At 2 AM ET Saturday, the House passed the COVID-19 relief package along a 219 to 212 party line vote. The bill includes a $1,400 direct payment to individuals earning less than $75,000 or for couples earning below $150,000. It extends federal unemployment benefits through August. It provides an additional $50 billion to speed the delivery of vaccines as well as create a national strategy for testing and case tracing. Another $200 billion goes to schools to assist in returning students to the classroom safely. It also includes $350 billion for state, tribal, and local governments, which have seen a huge revenue drop over the last year, at the same time there was an increased need for government assistance. And the bill preserves a measure that increases federal minimum wage to $15 an hour by 2025.
The reason for the vote taking place at such a late (or early) hour was simple enough—Republicans did everything they could to delay the vote, including calling dozens of witnesses to slow a day that began considering the bill at 9:30 AM. The precise reason that Republicans began making objections and calling a large number of witnesses was simple enough—they wanted to push the vote past primetime, both so no one would see them voting against a bill that will send most Americans a much-needed check, and they wanted to unpack the same “passed in the dark of night” language that they’ve deployed so often in past.
Because Republicans have set opposition to the COVID-19 relief plan as their “unifying” issue.
Republicans are faced with a dilemma: How to bring together a party that is facing a deep rift over the absolute surrender of authority to Donald Trump, when at least a handful of their members still believe that this democracy thing still has a chance?
The answer seems to be to bring Republicans together around traditional values. Such as denying a decent wage to American workers, trying to starve the cities where most Americans live off the funds needed for basic services, and punishing people who lose their jobs in a crisis. Those are rock solid Republican values, Trump or no Trump.
So Republicans are holding hands for a unified stand against COVID-19 relief. The “passed in the middle of the night” rhetoric has already become a talking point on Fox News and is a feature of social media blasts from Republican “leaders”—a position that’s been reduced to role of being a designated Trump surrogate.
To sell their supporters on the idea that a bill that’s about to pay them money is secretly evil, Republicans seem to be depending on listing out some of the smaller items in the bill, under the pretense that “only a fraction” of the bill goes to “’real’ COVID relief,” which they’ve defined downward to little more than vaccine funding.
But the whole point of the bill is that is broad. It does hit a lot of areas. It does contain funding on many different fronts. That’s because the pandemic itself has been hugely damaging the the whole economy, not just the “trucks that deliver vaccine” economy.
That’s why the bill also includes $58 billion to assist pension funds that have come close to collapse over the last year, $25 billion in direct assistance to restaurants and bars that have been hit hard by restrictions during the pandemic, $30 billion for people who have been unable to pay their rent after the pandemic wiped out both their jobs and their savings.

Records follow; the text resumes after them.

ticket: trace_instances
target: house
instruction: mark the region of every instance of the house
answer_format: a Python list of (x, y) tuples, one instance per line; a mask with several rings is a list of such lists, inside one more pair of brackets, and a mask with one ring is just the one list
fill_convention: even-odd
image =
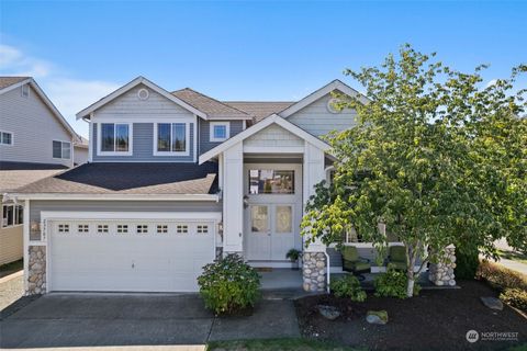
[(0, 264), (23, 254), (23, 206), (3, 194), (71, 167), (77, 139), (32, 78), (0, 77)]
[(291, 267), (325, 288), (330, 250), (304, 247), (300, 222), (332, 169), (321, 138), (350, 127), (335, 80), (296, 102), (222, 102), (138, 77), (77, 114), (89, 162), (10, 193), (24, 204), (27, 293), (193, 292), (202, 267), (227, 253)]

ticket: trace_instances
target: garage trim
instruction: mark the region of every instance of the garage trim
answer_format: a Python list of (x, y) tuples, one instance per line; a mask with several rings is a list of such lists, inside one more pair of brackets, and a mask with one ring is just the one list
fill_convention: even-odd
[[(222, 220), (221, 212), (63, 212), (63, 211), (42, 211), (41, 212), (41, 228), (43, 229), (44, 238), (42, 240), (47, 246), (46, 249), (46, 293), (49, 293), (52, 288), (52, 240), (51, 238), (51, 226), (47, 226), (47, 223), (51, 220), (64, 220), (64, 219), (81, 219), (81, 220), (123, 220), (123, 219), (134, 219), (134, 220), (153, 220), (153, 219), (165, 219), (165, 220), (209, 220), (214, 223), (214, 227), (217, 229), (217, 224)], [(214, 244), (211, 250), (215, 256), (216, 250), (216, 235), (214, 235)], [(214, 257), (213, 256), (213, 257)]]

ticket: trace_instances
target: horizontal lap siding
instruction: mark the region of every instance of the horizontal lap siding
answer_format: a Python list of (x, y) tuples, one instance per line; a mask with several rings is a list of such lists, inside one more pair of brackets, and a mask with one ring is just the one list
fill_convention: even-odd
[(332, 131), (345, 131), (356, 123), (357, 113), (344, 110), (330, 113), (327, 103), (333, 97), (327, 94), (299, 112), (290, 115), (288, 121), (314, 136), (323, 136)]
[[(214, 121), (214, 122), (224, 122), (224, 121)], [(231, 137), (244, 131), (243, 121), (231, 121), (229, 124)], [(211, 125), (209, 121), (203, 121), (200, 118), (200, 155), (209, 151), (210, 149), (218, 146), (224, 141), (210, 141), (211, 140)]]

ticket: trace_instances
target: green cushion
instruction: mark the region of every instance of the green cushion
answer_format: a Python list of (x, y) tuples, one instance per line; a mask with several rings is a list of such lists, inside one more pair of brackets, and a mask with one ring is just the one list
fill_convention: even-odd
[(391, 246), (390, 262), (404, 262), (406, 264), (406, 248), (404, 246)]

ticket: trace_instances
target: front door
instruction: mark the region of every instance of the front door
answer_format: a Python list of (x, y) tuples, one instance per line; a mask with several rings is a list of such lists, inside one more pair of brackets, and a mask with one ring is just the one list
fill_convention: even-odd
[(285, 260), (294, 247), (294, 204), (249, 206), (249, 260)]

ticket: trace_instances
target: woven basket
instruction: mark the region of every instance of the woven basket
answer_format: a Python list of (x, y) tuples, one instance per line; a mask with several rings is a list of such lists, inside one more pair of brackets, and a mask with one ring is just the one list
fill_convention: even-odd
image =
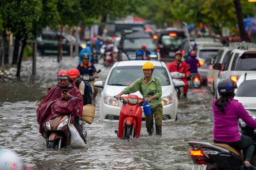
[(88, 124), (91, 124), (94, 119), (95, 107), (92, 105), (86, 105), (83, 107), (83, 116), (81, 120)]

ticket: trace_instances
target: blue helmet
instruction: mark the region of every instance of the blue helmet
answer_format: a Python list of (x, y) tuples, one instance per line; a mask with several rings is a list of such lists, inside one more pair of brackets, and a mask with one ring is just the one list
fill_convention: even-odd
[(221, 96), (233, 94), (236, 88), (235, 82), (228, 78), (221, 79), (218, 84), (218, 91)]
[(142, 50), (138, 50), (136, 53), (136, 57), (139, 55), (143, 56), (144, 55), (144, 51)]

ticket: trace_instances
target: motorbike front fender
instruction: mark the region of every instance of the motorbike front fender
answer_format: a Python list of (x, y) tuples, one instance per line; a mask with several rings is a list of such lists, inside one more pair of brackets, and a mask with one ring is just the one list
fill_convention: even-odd
[(50, 135), (49, 135), (48, 141), (51, 141), (58, 138), (61, 138), (61, 139), (63, 139), (63, 137), (61, 135), (55, 132), (52, 132), (51, 133), (51, 134), (50, 134)]
[(131, 125), (133, 124), (133, 128), (136, 127), (136, 119), (133, 117), (128, 116), (125, 119), (123, 122), (123, 127), (124, 127), (125, 124)]

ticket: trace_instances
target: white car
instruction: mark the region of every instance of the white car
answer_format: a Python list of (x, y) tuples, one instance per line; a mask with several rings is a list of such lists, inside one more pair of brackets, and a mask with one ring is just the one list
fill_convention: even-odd
[(256, 73), (244, 73), (236, 82), (234, 99), (242, 103), (248, 113), (256, 116)]
[[(95, 86), (103, 88), (101, 92), (99, 112), (100, 117), (103, 121), (118, 121), (122, 103), (113, 96), (136, 79), (144, 76), (142, 68), (147, 61), (131, 60), (116, 62), (111, 68), (104, 85), (102, 81), (94, 83)], [(160, 78), (162, 82), (163, 120), (176, 120), (178, 101), (171, 74), (164, 62), (153, 61), (151, 62), (155, 68), (153, 76)], [(182, 81), (175, 85), (181, 87), (184, 85)], [(142, 97), (139, 91), (133, 94)], [(143, 120), (144, 120), (145, 115), (143, 113)]]
[[(225, 65), (215, 63), (212, 68), (221, 71), (216, 83), (218, 83), (225, 78), (236, 82), (244, 73), (256, 73), (256, 50), (248, 49), (245, 47), (233, 50), (228, 56)], [(216, 98), (219, 98), (218, 93), (216, 94)]]

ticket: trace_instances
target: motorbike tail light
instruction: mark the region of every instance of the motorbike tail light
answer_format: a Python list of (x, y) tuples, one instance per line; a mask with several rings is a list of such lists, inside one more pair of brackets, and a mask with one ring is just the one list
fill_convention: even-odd
[(202, 150), (190, 150), (189, 151), (190, 156), (204, 156), (204, 155), (202, 152)]
[(204, 63), (204, 62), (202, 61), (199, 61), (199, 62), (198, 62), (199, 65), (200, 66), (203, 65)]
[(177, 36), (176, 33), (170, 33), (169, 34), (169, 36), (170, 37), (176, 37)]
[(236, 82), (237, 81), (238, 77), (236, 76), (230, 76), (230, 79), (235, 82)]

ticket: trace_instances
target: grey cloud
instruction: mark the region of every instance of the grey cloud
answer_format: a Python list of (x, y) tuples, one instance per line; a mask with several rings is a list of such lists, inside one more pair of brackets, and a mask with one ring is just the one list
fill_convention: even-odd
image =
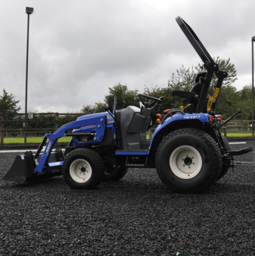
[[(166, 86), (180, 65), (200, 61), (176, 24), (181, 16), (212, 56), (230, 58), (236, 86), (250, 83), (253, 1), (2, 1), (0, 90), (24, 111), (26, 17), (31, 16), (28, 108), (79, 111), (118, 82), (142, 91)], [(251, 76), (250, 76), (251, 77)]]

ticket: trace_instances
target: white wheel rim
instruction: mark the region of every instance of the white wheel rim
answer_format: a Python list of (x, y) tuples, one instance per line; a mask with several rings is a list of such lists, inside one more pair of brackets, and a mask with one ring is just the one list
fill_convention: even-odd
[(69, 172), (72, 178), (78, 183), (87, 182), (92, 174), (90, 165), (84, 159), (76, 159), (72, 162), (69, 167)]
[(176, 148), (172, 152), (169, 163), (176, 176), (182, 179), (191, 179), (201, 170), (202, 157), (196, 148), (185, 145)]

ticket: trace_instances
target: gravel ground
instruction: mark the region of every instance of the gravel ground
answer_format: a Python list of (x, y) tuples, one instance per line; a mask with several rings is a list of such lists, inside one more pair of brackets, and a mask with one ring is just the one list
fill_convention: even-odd
[[(0, 178), (15, 155), (0, 154)], [(169, 192), (152, 169), (94, 190), (0, 178), (0, 255), (254, 255), (254, 181), (247, 167), (199, 194)]]

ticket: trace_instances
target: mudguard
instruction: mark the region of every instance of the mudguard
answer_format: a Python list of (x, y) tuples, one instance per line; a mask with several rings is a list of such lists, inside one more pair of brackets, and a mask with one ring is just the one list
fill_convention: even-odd
[[(164, 129), (166, 126), (169, 125), (170, 124), (174, 122), (180, 120), (198, 120), (202, 123), (208, 123), (209, 120), (209, 115), (204, 113), (200, 113), (199, 114), (189, 114), (186, 113), (185, 115), (182, 115), (181, 113), (178, 113), (172, 116), (170, 116), (168, 118), (166, 119), (162, 123), (160, 123), (156, 128), (154, 131), (153, 136), (150, 141), (150, 148), (152, 146), (152, 145), (154, 141), (154, 139), (156, 137), (157, 133)], [(181, 127), (180, 127), (181, 128)]]

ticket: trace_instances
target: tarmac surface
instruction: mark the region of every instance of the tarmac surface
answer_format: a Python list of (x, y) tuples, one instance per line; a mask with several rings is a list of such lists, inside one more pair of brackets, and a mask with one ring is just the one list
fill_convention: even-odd
[[(232, 149), (253, 146), (231, 145)], [(254, 255), (255, 173), (230, 170), (200, 194), (170, 192), (154, 169), (130, 169), (96, 189), (62, 177), (17, 185), (2, 178), (16, 153), (0, 154), (0, 255)], [(252, 153), (236, 160), (250, 161)]]

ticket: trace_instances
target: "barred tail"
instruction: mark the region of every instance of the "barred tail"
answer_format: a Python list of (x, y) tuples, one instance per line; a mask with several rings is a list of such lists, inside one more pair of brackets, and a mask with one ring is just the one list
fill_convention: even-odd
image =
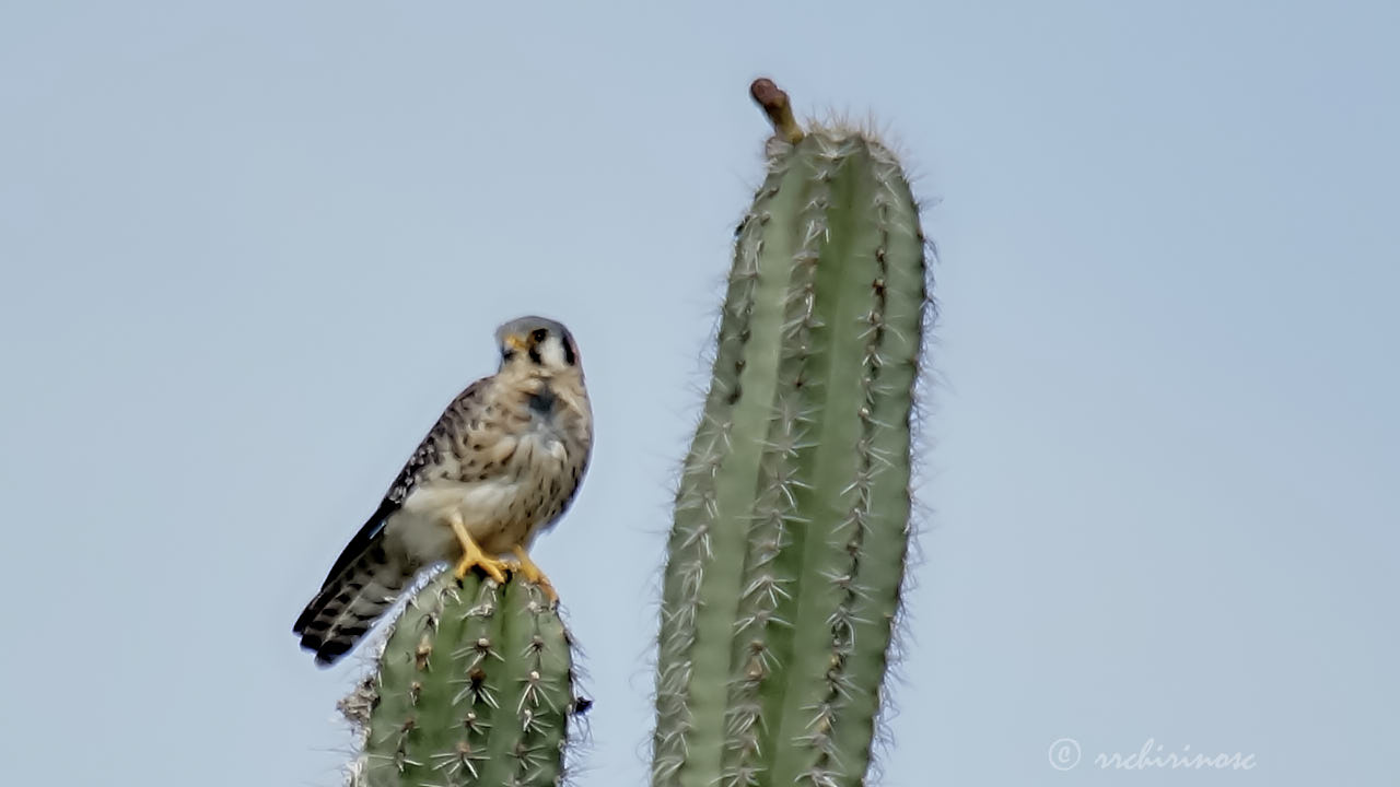
[(412, 578), (406, 557), (385, 550), (381, 535), (326, 580), (291, 630), (301, 634), (302, 648), (316, 654), (318, 665), (329, 667), (370, 632)]

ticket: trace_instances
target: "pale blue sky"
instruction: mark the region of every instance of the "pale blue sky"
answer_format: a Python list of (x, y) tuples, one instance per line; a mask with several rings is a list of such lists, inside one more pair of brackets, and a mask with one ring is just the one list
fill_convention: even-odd
[[(1400, 4), (0, 4), (4, 784), (339, 784), (288, 630), (521, 312), (598, 450), (536, 549), (641, 784), (746, 87), (941, 200), (885, 784), (1394, 784)], [(1085, 762), (1050, 766), (1058, 738)], [(1245, 752), (1232, 773), (1099, 752)]]

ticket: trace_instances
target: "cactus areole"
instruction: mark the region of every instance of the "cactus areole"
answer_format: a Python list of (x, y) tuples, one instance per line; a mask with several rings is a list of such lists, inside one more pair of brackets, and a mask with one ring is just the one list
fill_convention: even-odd
[(664, 580), (652, 784), (862, 784), (910, 538), (918, 209), (851, 129), (776, 134), (739, 227)]

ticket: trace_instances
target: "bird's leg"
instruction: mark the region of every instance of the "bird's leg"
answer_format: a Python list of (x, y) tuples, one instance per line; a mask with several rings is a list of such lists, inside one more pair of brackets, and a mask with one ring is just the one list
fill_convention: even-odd
[(456, 562), (456, 578), (465, 578), (473, 566), (480, 566), (486, 571), (487, 577), (496, 580), (496, 584), (505, 584), (505, 563), (497, 560), (482, 552), (482, 548), (476, 545), (472, 539), (472, 534), (466, 532), (466, 522), (458, 514), (452, 515), (452, 532), (456, 534), (456, 541), (462, 542), (462, 559)]
[(529, 553), (525, 552), (525, 548), (517, 543), (515, 546), (511, 548), (511, 552), (514, 552), (515, 557), (521, 562), (521, 574), (525, 577), (525, 580), (539, 585), (539, 590), (545, 591), (545, 597), (549, 599), (550, 604), (557, 602), (559, 594), (554, 592), (554, 585), (549, 584), (549, 577), (546, 577), (545, 571), (540, 571), (539, 566), (536, 566), (535, 562), (529, 559)]

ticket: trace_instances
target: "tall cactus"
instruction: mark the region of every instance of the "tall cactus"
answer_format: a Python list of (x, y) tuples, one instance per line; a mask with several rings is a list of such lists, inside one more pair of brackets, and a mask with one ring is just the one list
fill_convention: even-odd
[(553, 787), (581, 702), (568, 633), (538, 585), (444, 573), (342, 702), (361, 735), (350, 784)]
[(917, 204), (879, 141), (753, 97), (777, 134), (675, 501), (655, 787), (862, 784), (910, 536)]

These are the kind of things that Republicans have decided to unite against.
Even for their own core supporters, they’re going to need every bit of help that Fox, Facebook, and AM radio can generate, because the COVID-19 relief bill is wildly popular. As Joan McCarter wrote on Wednesday, polls show the bill enjoying the support of 76% of voters, including 60% of Republicans, and 71% of independents.
“If you want unity, there's unity—the public is unified with Biden and the majority of Democrats in wanting this package to pass. Among the 76% supporting it, a majority—52%—strongly do so, with healthy chucks of both Independents (42%) and Republicans (34%) saying they strongly support it.”
What Republicans are actually demonstrating with their “unity” against the COVID-19 relief bill is what they’ve been demonstrating so vividly for decades: Opposition is all they have left. As Nancy LeTourneau writes:
“When it comes to actual policies being put forward by the two parties, we are witnessing a significant shift. Democratic policies are not only overwhelmingly popular with voters, they have been demonstrated to work. On the other hand, the Republican policies of trickle-down economics and deregulation have been a colossal failure, but conservatives haven't come up with a reasonable alternative.”
Republicans know they have a losing hand. They even know that blinding supporting Trump is a losing play. They just … don’t have anything better.
Any Democratic senator (ahem … Joe Manchin) who throws their vote in with Republicans, should realize that they are playing for a losing and deeply unpopular team.